Question

Can someone help me understand this proof that a complete graph with 5 vertices is not planar?

Answer 1

Euler's formula is a formula that necessarily applies to planar graphs that says that the number of Vertices minus the number of Edges plus the number of Faces equals 2; V - E + F = 2. Euler's formula is proved elsewhere, and taken as a given here.

By definition, a complete graph with 5 vertices has 5 vertices and 10 edges. Plugging that into Euler's formula tells us it must have 7 faces:

5 - 10 + F = 2

5 + F = 12

F = 7

2E = pF is an equivalency set up by the number of edges and faces and how they relate to each other (each edge has 2 faces and each face has p edges, on average).

A complete graph has no loops (an edge that starts and ends with the same vertex) and therefore cannot have a face with one edge.

A complete graph has no parallel edges (two or more edges that start and end with the same two vertices) and therefore cannot have a face with two edges.

So every face must have 3 or more edges. So p, the average number of edges per face, must be at least 3.

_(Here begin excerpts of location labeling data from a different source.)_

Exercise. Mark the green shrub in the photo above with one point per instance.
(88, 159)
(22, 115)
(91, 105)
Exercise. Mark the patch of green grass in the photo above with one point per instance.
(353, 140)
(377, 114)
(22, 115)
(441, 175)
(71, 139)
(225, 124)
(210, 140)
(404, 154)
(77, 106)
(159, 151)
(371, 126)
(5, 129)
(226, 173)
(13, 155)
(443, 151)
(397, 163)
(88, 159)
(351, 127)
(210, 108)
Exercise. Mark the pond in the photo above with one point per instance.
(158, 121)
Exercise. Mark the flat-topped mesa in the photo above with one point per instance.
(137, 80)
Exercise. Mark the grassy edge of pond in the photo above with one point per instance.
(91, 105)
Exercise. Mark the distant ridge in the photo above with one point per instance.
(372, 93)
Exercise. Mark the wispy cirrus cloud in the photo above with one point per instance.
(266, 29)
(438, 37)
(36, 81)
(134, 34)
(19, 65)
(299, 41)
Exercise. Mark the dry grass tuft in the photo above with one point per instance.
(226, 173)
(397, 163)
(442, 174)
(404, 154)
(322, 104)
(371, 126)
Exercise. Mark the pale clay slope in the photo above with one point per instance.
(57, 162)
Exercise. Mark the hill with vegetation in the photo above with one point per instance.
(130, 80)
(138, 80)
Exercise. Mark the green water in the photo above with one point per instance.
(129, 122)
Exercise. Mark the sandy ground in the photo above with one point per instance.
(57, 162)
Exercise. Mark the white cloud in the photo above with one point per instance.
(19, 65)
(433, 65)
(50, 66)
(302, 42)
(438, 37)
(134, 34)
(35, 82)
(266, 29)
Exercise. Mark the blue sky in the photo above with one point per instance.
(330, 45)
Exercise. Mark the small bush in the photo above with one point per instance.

So if 2E = pF and p >= 3 then 2E >= 3F. But we've already established that E = 10 and F = 7 and plugging that in gives us

2\*10 >= 3\*7

20 >= 21

Which is a contradiction

Answer 2

I understand the first part but the inequality 2E = pF doesn't really make sense to me as it seems to imply that there could be a non-integer number of faces, and the logic that p >= 3 means that 2E >= 3F doesn't make sense to me either.

Answer 3

They use Euler's formula to determine that, were it possible, it would produce 7 'faces' (regions on the paper, including the area outside the graph).  The smallest region we can make (by number of edges involved) is a triangle (or other 3 sided region).  A 2 edged region would mean both edges connect the same pair of vertices and a 1 edged region would be an edge starting and ending on the same vertex, neither of which happen in K5.  So to make 7 faces we need at least 21 edges.  Except really we need half that since each edge will be part of the boundary of exactly 2 faces (one on each side).  So we need 10.5 edges, minimum, to construct the 7 faces in our hypothetical planar drawing, but K5 only has 10 edges.  So our hypothetical planar embedding cannot exist.